Без вести...
Шрифт:
— Что за войска?
— Говорят, для ведения какой-то партизанской войны на русской земле. Для захвата важных объектов в глубоком тылу. Видишь, что задумали?
— Так, так, — угрюмо проговорил Иннокентий. — У гитлеровцев тоже были такие части, «зондеркоманды» назывались. — Он помолчал, повернул к Хитту взволнованное лицо. — Позвольте и мне открыться перед вами, Леонтий Архипович... Мы с Эллой полюбили друг друга. Нам трудно расстаться, я хочу увезти ее в Россию.
— Что? — вскричал мистер Хитт. — Ты сошел с ума. Я почитал тебя за сына, а ты платишь вот чем, черной
— Понял. Но и вы должны понять нашу любовь.
— Не пойму! Не хочу понимать! Тебя не держу, а ее не пущу, выбрось из головы.
Видя, что старик озлобляется все больше и больше, Иннокентий примирительно заметил:
— Пусть Элла сама решит, ладно?
— Элла, Элла! Вскружил девке башку... Она на край света за тобой побежит... А я-то, старый болван, доверился... Приютил варнака...
Хитт свернул в сторону, ускорил шаги. Каргапольцев, напротив, пошел медленнее.
Солнце уже добралось до горной вершины, а духота не спадала. Иннокентий шел вслед за солнцем. «Надо убедить Эллу, — думал он. — Вдвоем мы совладаем со стариком. Понятно, ему нелегко оторваться от фермы... Ну, а если он согласится вернуться в Россию, что тогда? Приезжаем мы в Кабанск. Встречают отец, мать, Гутя. В селе сразу же начнутся пересуды: Кеха Каргапольцев привез бабу из Америки. Бросил Гутю, ждавшую его пятнадцать лет, бессовестный! А вдруг встретит еще сын, Гутя так хотела сына. Нет, Гутя не ждет, не может ждать всю жизнь... Должно быть, родители получили известие: погиб смертью героя. Самолет не вернулся — значит сбит. Летчики гибнут вместе с самолетом... Конечно, не ждет.
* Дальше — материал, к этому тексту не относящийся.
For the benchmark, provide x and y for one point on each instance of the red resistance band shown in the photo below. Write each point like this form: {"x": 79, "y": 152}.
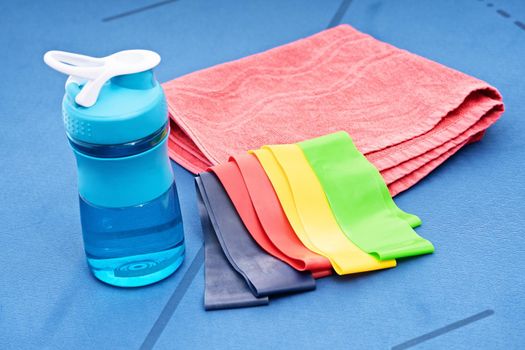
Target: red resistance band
{"x": 254, "y": 199}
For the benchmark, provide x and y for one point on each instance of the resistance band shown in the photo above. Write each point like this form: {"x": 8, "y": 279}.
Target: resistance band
{"x": 304, "y": 202}
{"x": 271, "y": 217}
{"x": 264, "y": 274}
{"x": 360, "y": 200}
{"x": 231, "y": 178}
{"x": 224, "y": 287}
А Элла? Она доверчива, предана. Разве можно ее обмануть? Нет, нет...»
Каргапольцев не заметил, как стемнело. Напрямик, по бездорожью, вернулся на ферму. Навстречу выбежала обиженная и встревоженная Элла.
— Ну, где ты пропадал? У меня сегодня, как это... Дурацкое настроение. Хочу в ресторан. Повезешь в Сакраменто? Папа, разреши нам в Сакраменто?
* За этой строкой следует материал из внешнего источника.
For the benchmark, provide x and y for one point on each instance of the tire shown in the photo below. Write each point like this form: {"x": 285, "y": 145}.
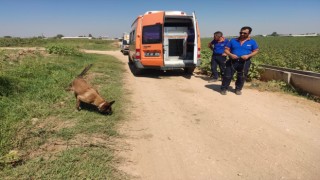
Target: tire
{"x": 135, "y": 71}
{"x": 189, "y": 70}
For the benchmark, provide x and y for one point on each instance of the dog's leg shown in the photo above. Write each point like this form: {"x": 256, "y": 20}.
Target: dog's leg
{"x": 78, "y": 104}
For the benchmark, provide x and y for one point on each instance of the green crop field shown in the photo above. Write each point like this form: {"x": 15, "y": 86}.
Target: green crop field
{"x": 90, "y": 44}
{"x": 301, "y": 53}
{"x": 42, "y": 135}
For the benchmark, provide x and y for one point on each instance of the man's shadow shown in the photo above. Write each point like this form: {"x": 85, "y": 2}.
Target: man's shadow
{"x": 217, "y": 87}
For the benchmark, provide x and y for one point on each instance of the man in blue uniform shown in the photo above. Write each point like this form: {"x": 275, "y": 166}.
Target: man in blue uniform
{"x": 240, "y": 50}
{"x": 217, "y": 45}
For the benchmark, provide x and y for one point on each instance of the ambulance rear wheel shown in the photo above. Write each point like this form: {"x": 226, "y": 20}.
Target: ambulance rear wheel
{"x": 189, "y": 70}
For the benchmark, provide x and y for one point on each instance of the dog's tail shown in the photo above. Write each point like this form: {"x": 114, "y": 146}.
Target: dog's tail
{"x": 86, "y": 69}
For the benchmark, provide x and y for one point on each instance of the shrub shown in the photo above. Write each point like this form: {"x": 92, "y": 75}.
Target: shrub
{"x": 63, "y": 50}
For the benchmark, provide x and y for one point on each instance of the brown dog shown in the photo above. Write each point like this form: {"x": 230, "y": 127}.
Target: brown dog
{"x": 85, "y": 93}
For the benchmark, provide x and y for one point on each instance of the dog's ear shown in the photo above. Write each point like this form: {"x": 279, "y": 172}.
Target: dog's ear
{"x": 111, "y": 103}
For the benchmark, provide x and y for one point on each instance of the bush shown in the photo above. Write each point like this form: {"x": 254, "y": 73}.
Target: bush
{"x": 63, "y": 50}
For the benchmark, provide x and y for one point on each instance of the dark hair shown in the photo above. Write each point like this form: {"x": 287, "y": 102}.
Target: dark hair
{"x": 218, "y": 33}
{"x": 247, "y": 27}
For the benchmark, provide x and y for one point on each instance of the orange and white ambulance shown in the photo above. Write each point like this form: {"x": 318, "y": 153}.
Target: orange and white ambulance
{"x": 164, "y": 40}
— Не дети, можете и без моего позволения, — ворчливо ответил старик.
Иннокентию стало ясно, что объяснение между отцом и дочерью еще не состоялось.
Они поехали. Машину вел Иннокентий, а Элла сидела рядом, прижавшись к нему. Чтобы не потерять самообладания, он крепко сжимал руль...
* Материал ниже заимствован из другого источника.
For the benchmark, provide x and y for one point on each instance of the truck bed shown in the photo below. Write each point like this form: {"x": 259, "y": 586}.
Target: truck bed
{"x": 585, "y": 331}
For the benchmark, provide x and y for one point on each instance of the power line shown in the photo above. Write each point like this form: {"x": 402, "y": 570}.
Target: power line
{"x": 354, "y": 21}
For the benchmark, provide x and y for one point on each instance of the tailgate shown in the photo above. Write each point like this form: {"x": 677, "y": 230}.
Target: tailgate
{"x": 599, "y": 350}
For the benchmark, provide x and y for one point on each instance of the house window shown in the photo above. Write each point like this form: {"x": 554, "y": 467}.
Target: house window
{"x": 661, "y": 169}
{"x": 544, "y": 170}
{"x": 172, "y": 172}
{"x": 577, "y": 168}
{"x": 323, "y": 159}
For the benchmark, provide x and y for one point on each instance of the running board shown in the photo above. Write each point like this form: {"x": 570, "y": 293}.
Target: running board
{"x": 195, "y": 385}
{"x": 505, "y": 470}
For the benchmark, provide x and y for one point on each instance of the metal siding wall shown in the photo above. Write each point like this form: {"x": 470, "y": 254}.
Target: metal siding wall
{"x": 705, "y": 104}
Вот и Сакраменто, столица штата.
— Что-то я не вижу здесь богов, — пошутила Элла, когда они заняли столик в ресторане «Олимп».
— А я вижу, — серьезно произнес Иннокентий. — Он незримо для тебя властвует здесь над всеми: веселит, вдохновляет, разжигает страсти, толкает на мерзости... Капитал, вот как зовут бога!
— Ты оказывается сегодня сердитый, — жалобно проговорила Элла. — И скучный. Почему?
Он прикрыл своей широкой ладонью ее маленькую руку.
— Давай веселиться, а серьезные разговоры отложим на потом. Согласна?
Элла весело подмигнула и по-детски тряхнула кудрями.
Заказали обильную закуску, коньяк и шампанское. Элла пила шампанское, подливая для крепости понемногу коньяку. Раскраснелась,
Джаз заиграл шумный танец, Иннокентий бережно повел Эллу.
— Я счастлива, милый! — шептала она, обжигая его щеку горячим дыханием.
— Я тоже, — Иннокентий прижался щекой к ее губам.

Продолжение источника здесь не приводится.